Moving from GPU to CPU not freeing GPURAM

I’m not sure whether this is a bug or I’m not understanding how pytorch works, hence why I’m posted here first. I’m using pytorch 1.5.0.

My model is running on the gpu and I convert each batch to the device at the beginning, then forward through the model. When I then move it to CPU however, it doesn’t seem to free the GPU memory. When the loop comes around again, the memory still isn’t freed and ends up with an out of memory issue after a few loops.

mem_a = torch.cuda.memory_summary(device, True)

b = b.to(device)

mem_a2 = torch.cuda.memory_summary(device, True)
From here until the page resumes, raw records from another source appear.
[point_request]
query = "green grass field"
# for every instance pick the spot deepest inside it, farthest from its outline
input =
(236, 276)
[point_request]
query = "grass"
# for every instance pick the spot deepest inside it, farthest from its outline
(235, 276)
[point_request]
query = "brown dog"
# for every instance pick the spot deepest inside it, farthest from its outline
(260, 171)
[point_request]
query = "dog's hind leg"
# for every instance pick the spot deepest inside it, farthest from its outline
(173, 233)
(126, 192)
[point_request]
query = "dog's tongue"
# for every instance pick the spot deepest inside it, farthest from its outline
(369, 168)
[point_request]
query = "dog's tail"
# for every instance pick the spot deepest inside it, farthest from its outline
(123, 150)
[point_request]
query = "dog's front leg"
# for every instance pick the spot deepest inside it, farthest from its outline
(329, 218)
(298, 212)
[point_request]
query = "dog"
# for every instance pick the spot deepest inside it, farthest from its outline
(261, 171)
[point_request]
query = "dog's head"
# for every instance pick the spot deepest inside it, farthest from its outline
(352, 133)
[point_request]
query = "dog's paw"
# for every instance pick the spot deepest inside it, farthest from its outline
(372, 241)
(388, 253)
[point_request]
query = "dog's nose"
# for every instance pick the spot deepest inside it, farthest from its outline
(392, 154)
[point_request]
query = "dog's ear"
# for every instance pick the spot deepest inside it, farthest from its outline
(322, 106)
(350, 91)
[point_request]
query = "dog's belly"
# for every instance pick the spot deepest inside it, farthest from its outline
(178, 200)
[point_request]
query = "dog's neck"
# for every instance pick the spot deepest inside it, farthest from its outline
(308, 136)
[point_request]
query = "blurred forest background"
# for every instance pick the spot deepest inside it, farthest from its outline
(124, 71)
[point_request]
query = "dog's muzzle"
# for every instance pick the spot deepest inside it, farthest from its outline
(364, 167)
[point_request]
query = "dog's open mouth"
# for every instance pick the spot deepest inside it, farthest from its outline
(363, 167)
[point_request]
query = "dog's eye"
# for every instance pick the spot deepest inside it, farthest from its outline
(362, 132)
forward = model.forward(b)

mem_a21 = torch.cuda.memory_summary(device, True)

forward = forward.to("cpu")

mem_a3 = torch.cuda.memory_summary(device, True)

I’ve checked in the debugger, and the forward after the .to() statement says it is on the cpu, however if you look at the GPU ram below from these positions…

Loop 1:
mem_a = 238MB
mem_a2 = 778MB
mem_a21 = 3471MB
mem_a3 = 3471MB

Loop 2:
mem_a = 3471MB
mem_a2 = 3781MB
mem_a21 = 5382MB
mem_a3 = 5382MB

Loop 3:
mem_a = 5382
mem_a2 = 5693
Out of Memory

To me, it very much looks like pytorch isn’t clearing up the link to the GPU after moving to cpu. I’ve tried this in a number of ways, even separating the gpu/cpu variable and deleting the gpu one still doesn’t work, as if it maintains a link somewhere. If I delete while it’s still on gpu the memory usage disappears, so it definitely seems to be something around this .to() statement that is keeping a link to the GPU.
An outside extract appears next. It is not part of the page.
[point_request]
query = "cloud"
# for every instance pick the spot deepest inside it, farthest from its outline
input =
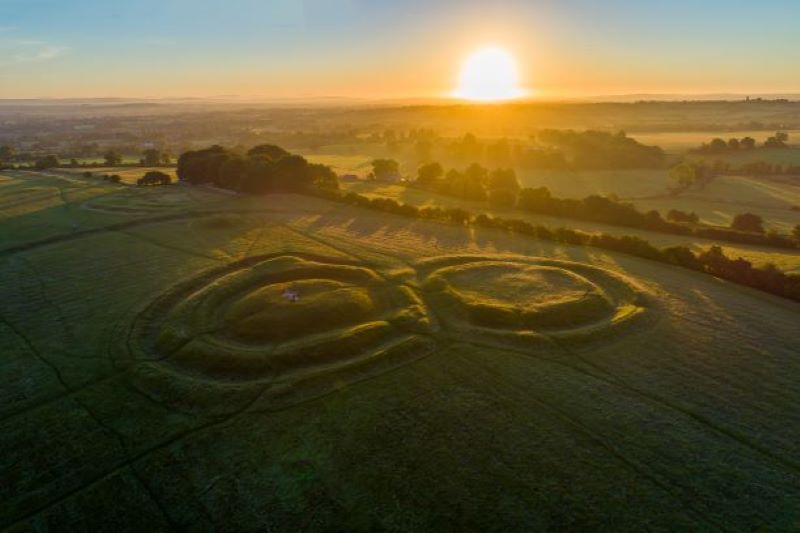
(20, 51)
I’m needing to store the output of this all before being able to do what I do next, and have more than enough RAM for it if I can get it put properly get it out of the GPU, however I can’t seem to do that.
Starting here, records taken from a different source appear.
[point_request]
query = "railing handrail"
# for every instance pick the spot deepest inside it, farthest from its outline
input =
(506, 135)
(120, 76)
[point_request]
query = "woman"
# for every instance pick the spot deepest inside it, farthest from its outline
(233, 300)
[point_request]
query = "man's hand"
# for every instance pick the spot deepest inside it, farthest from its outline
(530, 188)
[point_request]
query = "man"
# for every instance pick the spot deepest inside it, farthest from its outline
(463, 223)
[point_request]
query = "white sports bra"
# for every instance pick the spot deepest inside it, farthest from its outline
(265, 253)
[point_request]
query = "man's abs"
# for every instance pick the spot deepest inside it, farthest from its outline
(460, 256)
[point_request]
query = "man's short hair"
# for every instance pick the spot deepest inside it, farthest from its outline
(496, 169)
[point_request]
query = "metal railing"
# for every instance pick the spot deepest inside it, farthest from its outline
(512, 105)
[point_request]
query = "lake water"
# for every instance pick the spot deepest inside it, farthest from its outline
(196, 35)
Am I doing something wrong here?

Can you try this one out:

torch.cuda.empty_cache()

I’ve tried adding it as below, but there has been no difference. I also tried gc.collect just to see if there was a variable being held within memory with no difference.

mem_a21 = torch.cuda.memory_summary(device, True)

forward = forward.to("cpu")
torch.cuda.empty_cache()

mem_a3 = torch.cuda.memory_summary(device, True)

I’m really unsure of where to debug from this point forward… I’ve also tried forward.cpu() and torch.device("cpu") so I don’t think it’s specifically an issue with the .to().

Are you collecting results, e.g. losses, and storing them in a list or something similar? If you are, make sure you store graph-detached copies of the relevant tensors by calling Tensor.detach.

losses = []

# Inside training loop or similar
loss = criterion(...)
losses.append(loss.detach())

If you store tensors attached to a graph, invoking garbage collection will have no impact since those tensors are still actively referenced via the list.

Hi everyboday,
any updates for this issue?
It seems that I came into the same situation.

Best,
Jianxiang

In my case, it turns out that the now marked answer (that I forgot to mark as solution back then) was the issue/solution in my case.

Thank you for the quick reply!
Since I got into this during inference in which no gradients are required, I found that other people suggested to use with torch.no_grad(): before doing inference in the mini-batch. And it worked fine for me.